The average FTSE 100 annual report has now reached “epic” proportions, according to a campaign group.
According to the Quoted Companies Alliance (QCA), FTSE 100 boards are churning out annual reports that have an average of 237 pages and a whopping 147,000 words. This, they add, is longer than either Charles Dickens’ A Tale of Two Cities or Gabriel García Márquez’s One Hundred Years of Solitude.
The growth rate of annual reports has the QCA troubled, too. On average, they expand by a stupor-inducing average of 8,400 words—or nine pages—per year.
QCA’s chief executive, James Ashton, is unimpressed and worried that ever increasing reporting requirements may be an impediment to companies floating on the UK stock exchanges. “Transparency is vital for public companies: it is what gives investors the confidence to invest.
But more disclosure does not mean better disclosure.
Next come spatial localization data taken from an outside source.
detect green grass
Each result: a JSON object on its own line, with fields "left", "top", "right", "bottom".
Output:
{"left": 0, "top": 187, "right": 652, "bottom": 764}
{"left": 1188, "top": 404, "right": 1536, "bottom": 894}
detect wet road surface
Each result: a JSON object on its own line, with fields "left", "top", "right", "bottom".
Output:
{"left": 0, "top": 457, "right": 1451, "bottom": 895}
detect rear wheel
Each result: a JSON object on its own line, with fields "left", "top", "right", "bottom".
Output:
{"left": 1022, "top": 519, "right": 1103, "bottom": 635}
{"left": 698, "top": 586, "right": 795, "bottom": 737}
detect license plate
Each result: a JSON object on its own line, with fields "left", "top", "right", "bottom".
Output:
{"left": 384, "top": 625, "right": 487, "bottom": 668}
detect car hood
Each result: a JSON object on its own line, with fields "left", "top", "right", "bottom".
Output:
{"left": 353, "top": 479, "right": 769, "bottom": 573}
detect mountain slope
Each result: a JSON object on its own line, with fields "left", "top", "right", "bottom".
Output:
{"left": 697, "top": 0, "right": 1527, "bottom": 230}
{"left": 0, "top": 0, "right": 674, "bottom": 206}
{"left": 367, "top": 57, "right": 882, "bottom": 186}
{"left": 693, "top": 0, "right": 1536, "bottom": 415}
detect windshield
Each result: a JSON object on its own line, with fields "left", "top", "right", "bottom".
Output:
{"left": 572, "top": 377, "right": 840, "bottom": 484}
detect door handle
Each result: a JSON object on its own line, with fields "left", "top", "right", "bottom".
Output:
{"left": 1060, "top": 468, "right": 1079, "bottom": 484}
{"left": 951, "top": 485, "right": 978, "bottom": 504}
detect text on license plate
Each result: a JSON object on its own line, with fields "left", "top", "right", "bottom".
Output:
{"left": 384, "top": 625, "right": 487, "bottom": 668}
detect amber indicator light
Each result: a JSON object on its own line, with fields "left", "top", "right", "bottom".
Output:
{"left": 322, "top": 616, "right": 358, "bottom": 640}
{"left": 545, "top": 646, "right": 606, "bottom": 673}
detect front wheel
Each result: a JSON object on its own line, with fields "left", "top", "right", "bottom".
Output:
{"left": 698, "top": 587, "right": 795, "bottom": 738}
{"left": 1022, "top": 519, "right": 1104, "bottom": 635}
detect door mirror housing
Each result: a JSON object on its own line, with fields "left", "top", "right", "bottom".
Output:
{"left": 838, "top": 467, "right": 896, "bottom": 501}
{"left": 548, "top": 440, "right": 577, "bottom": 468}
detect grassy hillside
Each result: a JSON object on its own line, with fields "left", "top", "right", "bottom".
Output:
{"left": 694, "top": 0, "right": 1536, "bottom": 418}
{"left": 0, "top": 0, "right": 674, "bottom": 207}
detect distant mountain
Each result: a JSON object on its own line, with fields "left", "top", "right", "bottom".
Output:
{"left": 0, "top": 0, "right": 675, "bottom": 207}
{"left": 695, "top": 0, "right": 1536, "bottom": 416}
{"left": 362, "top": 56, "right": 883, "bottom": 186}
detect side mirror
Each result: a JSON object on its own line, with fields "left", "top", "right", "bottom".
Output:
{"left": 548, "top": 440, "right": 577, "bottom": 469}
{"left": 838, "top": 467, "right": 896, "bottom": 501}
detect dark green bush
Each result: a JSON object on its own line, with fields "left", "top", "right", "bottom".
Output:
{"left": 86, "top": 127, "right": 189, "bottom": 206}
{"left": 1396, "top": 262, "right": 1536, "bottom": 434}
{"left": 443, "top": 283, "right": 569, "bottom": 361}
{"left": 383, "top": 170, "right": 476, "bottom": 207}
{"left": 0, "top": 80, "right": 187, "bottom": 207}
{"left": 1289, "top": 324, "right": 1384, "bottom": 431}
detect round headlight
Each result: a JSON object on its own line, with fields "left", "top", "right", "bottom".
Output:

The UK must be able to grow companies in the public arena without growing annual reports too.”
“These door-stopper documents,” he argues, are a case of “corporate complexity that must be reduced so the obvious upsides of listed life are not obscured for expanding, entrepreneurial businesses.”
Mid-sized companies have it better when publishing their reports each year: the average is 94,000 words and growing at 6,100 words a year.
However, AIM-listed companies appear to be seeing the biggest growth in reporting requirements, with their reports growing 51% inside five years —or 3,000 words a year.
Ashton could be right to be worried about the attractiveness of listing. According to information service Statista, there were 1,954 companies trading on the London Stock Exchange as of December last year but in December 2015 that number stood at 2,365.
The response to falling numbers has, so far, been a change to listing rules, including an end to the ban on dual class shares, and allowing companies to list as little as 10% of their stock instead of a minimum of 25%.
Cutting reporting requirements might help but, at the moment, with pressure on companies to reduce greenhouse gas emissions, a move to shrink the disclosure burden is unlikely for the largest listed companies.
The outcome from a review of audit regulation over the past five years means watchdogs are currently consulting in a number of areas. These are: the form of a new report directors must publish on their internal controls; a new resilience report (to take over ‘going concern’ and ‘viability’ reporting); a report on how the risk of fraud has been managed; and new disclosures on audit and assurance.
Companies are already coming to terms with new sustainability reporting requirements. These are likely to change again once the government adopts new rules under development by the International Sustainability Standards Board.
Reports are big. And though some may claim they are unwieldy, likely to cause injury, or just too big to read in their entirety, such complaints are unlikely to make much impact.